The same weather system is also poised to dump up to 90 centimetres of snow across the northeastern United States.
Environment Canada is warning commuters of hazardous travelling conditions due to near-zero visibility, and heavy and blowing snow.
The snow in the Toronto area will end in the evening and overnight in easternmost sections of the province, the weather agency said.
In Toronto, city crews have dispatched about 600 plows.
The Canadian Automobile Association said it had received over 4,500 calls for service by early Friday evening.

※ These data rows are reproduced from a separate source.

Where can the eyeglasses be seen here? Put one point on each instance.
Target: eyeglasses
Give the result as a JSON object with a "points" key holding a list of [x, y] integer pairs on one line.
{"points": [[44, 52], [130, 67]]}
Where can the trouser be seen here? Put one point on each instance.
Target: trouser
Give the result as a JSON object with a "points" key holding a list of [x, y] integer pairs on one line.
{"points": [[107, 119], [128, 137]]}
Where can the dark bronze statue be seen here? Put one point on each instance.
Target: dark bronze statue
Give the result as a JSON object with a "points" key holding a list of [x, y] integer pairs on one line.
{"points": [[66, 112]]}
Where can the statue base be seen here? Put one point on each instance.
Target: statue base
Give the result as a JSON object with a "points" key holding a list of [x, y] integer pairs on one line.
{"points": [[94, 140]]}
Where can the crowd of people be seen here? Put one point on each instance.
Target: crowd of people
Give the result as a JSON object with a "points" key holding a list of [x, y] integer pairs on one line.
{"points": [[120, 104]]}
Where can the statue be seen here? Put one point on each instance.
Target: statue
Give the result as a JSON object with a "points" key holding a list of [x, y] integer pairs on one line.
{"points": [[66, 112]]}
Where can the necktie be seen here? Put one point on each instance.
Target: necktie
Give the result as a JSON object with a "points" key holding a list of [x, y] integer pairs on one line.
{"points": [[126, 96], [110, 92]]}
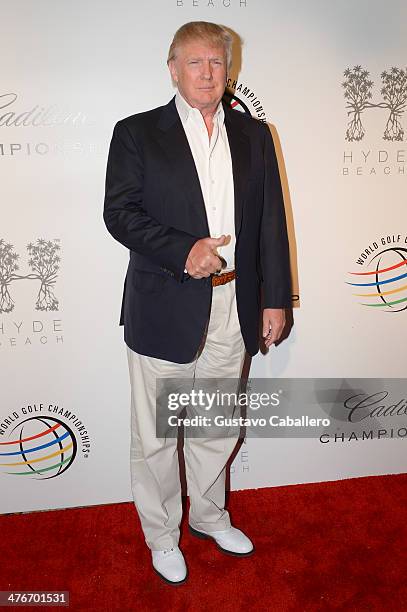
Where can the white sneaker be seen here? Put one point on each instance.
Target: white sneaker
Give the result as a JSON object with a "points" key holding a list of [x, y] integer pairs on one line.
{"points": [[231, 541], [170, 565]]}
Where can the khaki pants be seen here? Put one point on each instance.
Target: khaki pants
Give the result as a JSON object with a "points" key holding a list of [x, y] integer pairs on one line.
{"points": [[154, 461]]}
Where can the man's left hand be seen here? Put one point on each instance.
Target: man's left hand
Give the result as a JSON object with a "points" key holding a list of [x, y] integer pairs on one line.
{"points": [[273, 325]]}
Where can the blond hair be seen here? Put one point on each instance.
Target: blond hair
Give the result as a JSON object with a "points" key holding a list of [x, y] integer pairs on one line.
{"points": [[212, 33]]}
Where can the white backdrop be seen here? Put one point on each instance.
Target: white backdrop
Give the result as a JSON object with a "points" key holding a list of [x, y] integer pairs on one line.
{"points": [[69, 72]]}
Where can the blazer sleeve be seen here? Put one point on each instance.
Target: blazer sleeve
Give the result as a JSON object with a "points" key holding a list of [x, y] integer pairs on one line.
{"points": [[274, 249], [124, 215]]}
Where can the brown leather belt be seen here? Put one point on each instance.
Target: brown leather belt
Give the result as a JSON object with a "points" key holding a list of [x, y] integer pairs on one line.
{"points": [[222, 279]]}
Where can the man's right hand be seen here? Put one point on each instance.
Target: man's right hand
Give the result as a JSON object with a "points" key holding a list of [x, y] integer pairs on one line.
{"points": [[202, 260]]}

Parts of southern Quebec can also expect to see snow as the system moves east toward the Maritimes. Nova Scotia, P.E.I. and southern New Brunswick are all under blizzard or blowing snow warnings. The worst weather is expected to hit the region overnight and into Saturday.
CBC meteorologist Jay Scotland said as much as 40 centimetres of snow is possible in Nova Scotia, and wind gusts could reach a maximum of 100 km/h.
Newfoundland is under a winter storm watch for Saturday afternoon.
Thousands of flights have been cancelled not only due to the storm hitting Ontario, but because of poor weather conditions from Chicago to Quebec City.
About 800 flights, or nearly half, have been cancelled at Toronto's Pearson International Airport.
Travellers at airports across Canada are being advised to call airlines ahead of time to check if flights have been cancelled or delayed.
In the U.S., New York's LaGuardia, Newark's Liberty, Boston's Logan and Chicago's O’Hare are among the most affected airports, with more than 3,700 flights cancelled in the U.S.
Ontario's GO Transit is advising its customers to leave extra time for travelling and to check its website for service updates. It is warning that customers may experience delays on its bus and train systems.
Several school boards across southern Ontario closed today, including the Waterloo Catholic School Board, the Waterloo Public School Board and the Peel District School Board.
York University in Toronto and McMaster University in Hamilton were also closed today. The University of Toronto closed its Mississauga and Scarborough campuses but its main downtown campus stayed open.
Buses were also cancelled for the Toronto District School Board, the Toronto District Catholic School Board, as well as the York Region and York Catholic boards.
On the streets of Toronto, many people were trudging along sidewalks covered in snow as they made their way home from work.
"It's not easy going but we have an office we have to keep salted up," said Eddie Sobo, a construction worker who was struggling to push a wheelbarrow full of road salt through the snow.
Sobo said he's not averse to dealing with snow on the job and he needs to keep surfaces salted for office staff who "need to get out."